Van Müze Müdürü Erdal Acar, Van’ın tarihinin paleolitik dönemden Selçuklu ve Osmanlı dönemlerine kadar uzandığını anlattı. Acar, Van’ın İpekyolu üzerinde yer alması nedeniyle birçok medeniyete ev sahipliği yaptığını vurguladı ve 2011 depremi sonrasında hasar gören eski müze binasının yerine, 2012’de temeli atılan yeni müze binasının 2019’da tamamlandığını aktardı.
Müzede 23 teşhir holü, konferans salonu, sergi salonları, çocuk atölyeleri, oyun alanları, derslikler, dinlenme alanları ve satış stantları bulunuyor. Paleolitik dönemden İslami dönemlere kadar geniş bir yelpazede kronolojik olarak düzenlenen bu salonlar, ziyaretçilerine adeta bir zaman yolculuğu sunuyor.
Acar, müzelerin kültür varlıklarının korunması ve gelecek kuşaklara aktarılması açısından önemine değinerek, her yıl kazılar, yüzey araştırmaları, hibe ve satış gibi yöntemlerle yeni eserlerin müzeye kazandırıldığını ifade etti. Van Müzesi'nde bulunan 42 binin üzerinde eser, müzeyi Türkiye'nin en zengin koleksiyonlarından birine sahip hale getirdi. Ayrıca, müzede restorasyon ve konservasyon çalışmaları da yapılıyor.
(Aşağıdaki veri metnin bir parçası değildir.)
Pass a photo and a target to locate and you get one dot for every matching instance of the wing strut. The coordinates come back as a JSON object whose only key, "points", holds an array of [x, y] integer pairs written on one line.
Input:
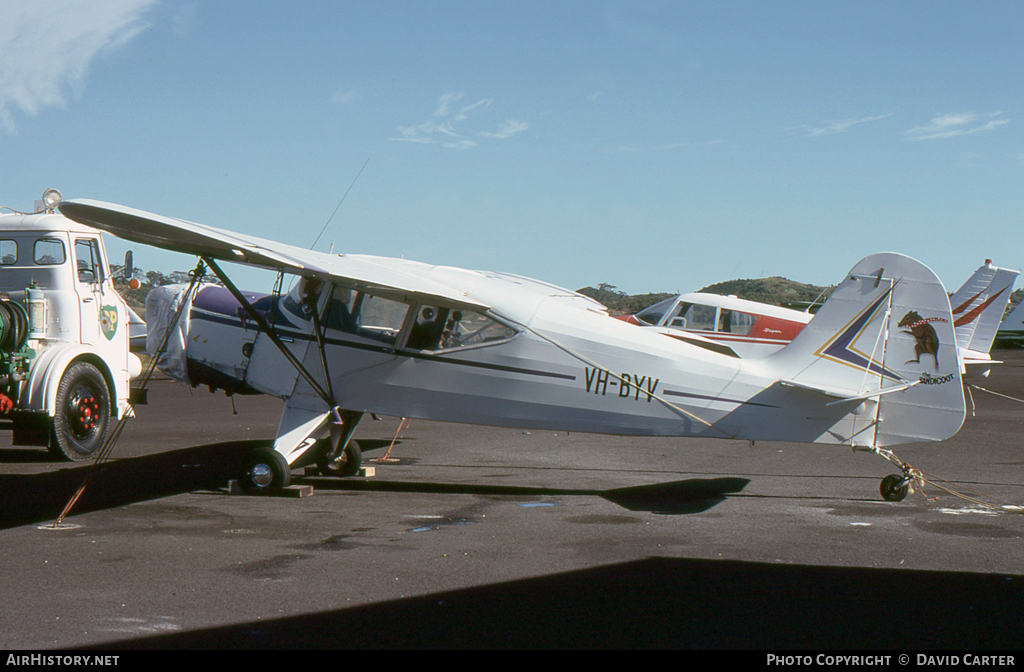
{"points": [[271, 334], [342, 422]]}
Van Müzesi'nin yanı sıra Van Kalesi ve Akdamar Adası da Kültür ve Turizm Bakanlığına bağlı. Geçtiğimiz yıl müze ve Van Kalesi'ni yaklaşık 60 bin kişi ziyaret ederken, Akdamar Adası 175 bin ziyaretçiyi ağırladı. 2024 yılının ilk üç ayında ise toplamda 55 bin ziyaretçi sayısına ulaşıldı. Bölgede devam eden kazı çalışmalarından elde edilen eserler de müzeye kazandırılarak ilerleyen dönemlerde sergilenmesi planlanıyor.